John List Explains Why Lotteries Are in Fact a Good Fund-Raising Mechanism
We recently ran on a post on a reader’s query about the economics of a 50-50 fund-raiser. John List, the University of Chicago economics-of-charity wizard (related podcast here), wrote in with a comment:
The intuition of the reader is slightly off. Although not directly a 50-50 charity drive, we have explored the efficacy of lotteries both theoretically and empirically. As John Morgan (from Berkeley) has elegantly shown, under standard assumptions (no risk-loving or lottery-loving behavior is necessary), lotteries outperform the simple ask (what we call a VCM). Lotteries obtain higher levels of public-goods provision than a voluntary contributions mechanism (VCM) because the lottery rules introduce additional private benefits from contributing.
Here is the intuition: in the standard VCM, there is a free-riding tendency (people do not contribute as much as we would like because they do not fully recognize how their gifts affect others — i.e., they do not fully recognize the positive externality they impose on others). In this case, people give too little to the charity compared to what is best for everyone.
When you introduce a lottery — for example, for every dollar you give you receive one ticket for a $1,000 prize — this free-riding effect is counteracted. This is because when you increase your level of giving by a dollar your chances of winning the lottery increase. But, at the same time everyone else’s chances decrease. In this way, by giving one more dollar you impose a negative externality on others through the lottery. This effect you do not account for when giving.

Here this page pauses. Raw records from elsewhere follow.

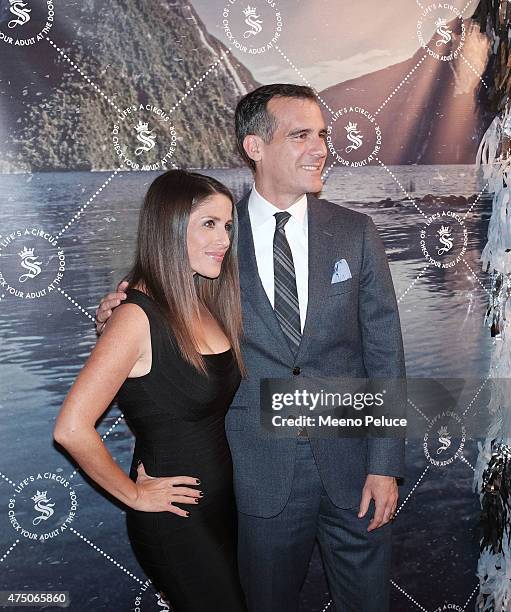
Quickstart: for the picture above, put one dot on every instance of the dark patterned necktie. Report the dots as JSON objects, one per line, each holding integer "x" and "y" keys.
{"x": 286, "y": 304}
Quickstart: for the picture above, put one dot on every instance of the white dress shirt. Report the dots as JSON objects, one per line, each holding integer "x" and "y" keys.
{"x": 263, "y": 224}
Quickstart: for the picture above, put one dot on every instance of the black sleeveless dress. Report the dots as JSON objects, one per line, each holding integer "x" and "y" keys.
{"x": 177, "y": 416}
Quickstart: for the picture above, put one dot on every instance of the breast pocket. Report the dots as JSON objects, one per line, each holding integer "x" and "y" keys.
{"x": 342, "y": 286}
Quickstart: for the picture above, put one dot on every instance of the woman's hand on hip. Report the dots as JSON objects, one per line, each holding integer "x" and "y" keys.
{"x": 160, "y": 494}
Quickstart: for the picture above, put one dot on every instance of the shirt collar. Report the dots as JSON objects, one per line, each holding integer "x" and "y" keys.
{"x": 261, "y": 211}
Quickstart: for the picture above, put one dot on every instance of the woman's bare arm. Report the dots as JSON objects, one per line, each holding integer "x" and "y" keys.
{"x": 116, "y": 353}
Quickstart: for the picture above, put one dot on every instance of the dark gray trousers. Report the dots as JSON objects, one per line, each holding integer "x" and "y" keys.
{"x": 274, "y": 553}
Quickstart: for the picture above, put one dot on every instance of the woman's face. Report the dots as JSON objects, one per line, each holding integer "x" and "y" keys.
{"x": 209, "y": 235}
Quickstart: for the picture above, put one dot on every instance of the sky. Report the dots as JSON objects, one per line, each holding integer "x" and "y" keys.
{"x": 331, "y": 41}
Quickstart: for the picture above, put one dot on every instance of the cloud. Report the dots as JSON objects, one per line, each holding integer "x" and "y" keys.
{"x": 325, "y": 73}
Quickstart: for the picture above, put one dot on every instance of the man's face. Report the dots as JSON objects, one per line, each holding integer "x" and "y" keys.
{"x": 292, "y": 162}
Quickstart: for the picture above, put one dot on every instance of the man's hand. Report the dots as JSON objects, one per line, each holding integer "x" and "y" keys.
{"x": 107, "y": 304}
{"x": 383, "y": 489}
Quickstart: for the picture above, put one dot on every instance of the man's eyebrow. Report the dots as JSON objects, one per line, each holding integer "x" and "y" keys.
{"x": 215, "y": 218}
{"x": 297, "y": 131}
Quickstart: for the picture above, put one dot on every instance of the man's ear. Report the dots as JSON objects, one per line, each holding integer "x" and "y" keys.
{"x": 253, "y": 147}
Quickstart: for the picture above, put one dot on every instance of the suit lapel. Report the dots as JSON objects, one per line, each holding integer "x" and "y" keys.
{"x": 252, "y": 289}
{"x": 321, "y": 252}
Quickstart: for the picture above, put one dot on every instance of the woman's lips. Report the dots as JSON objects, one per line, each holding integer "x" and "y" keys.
{"x": 217, "y": 256}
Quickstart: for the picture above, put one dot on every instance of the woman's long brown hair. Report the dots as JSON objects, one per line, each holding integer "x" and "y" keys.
{"x": 163, "y": 268}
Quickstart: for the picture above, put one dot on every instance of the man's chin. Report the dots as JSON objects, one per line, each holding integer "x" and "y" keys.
{"x": 314, "y": 186}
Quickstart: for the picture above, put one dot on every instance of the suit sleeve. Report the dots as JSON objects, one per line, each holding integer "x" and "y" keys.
{"x": 382, "y": 342}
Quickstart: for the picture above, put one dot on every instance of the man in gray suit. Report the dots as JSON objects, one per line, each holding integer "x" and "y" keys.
{"x": 300, "y": 320}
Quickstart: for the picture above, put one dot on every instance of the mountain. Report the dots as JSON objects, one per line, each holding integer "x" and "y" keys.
{"x": 438, "y": 116}
{"x": 148, "y": 52}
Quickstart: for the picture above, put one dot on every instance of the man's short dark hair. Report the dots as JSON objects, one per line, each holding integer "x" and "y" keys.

So, in the end this negative externality can help to offset the positive externality, leading the level of giving to increase when you introduce a lottery. Of course a love of gambling, etc., can increase this effect.
Furthermore, List writes to say:
Note that lotteries are patriotic too! The first lottery in America was held in 1612 in Jamestown with the proceeds providing half of the town’s budgeted operating expenses. George Washington used a lottery to assist in the funding of the Continental Army and purchased the first ticket for a federal lottery— sponsored to finance improvements in Washington, D.C. — in 1793.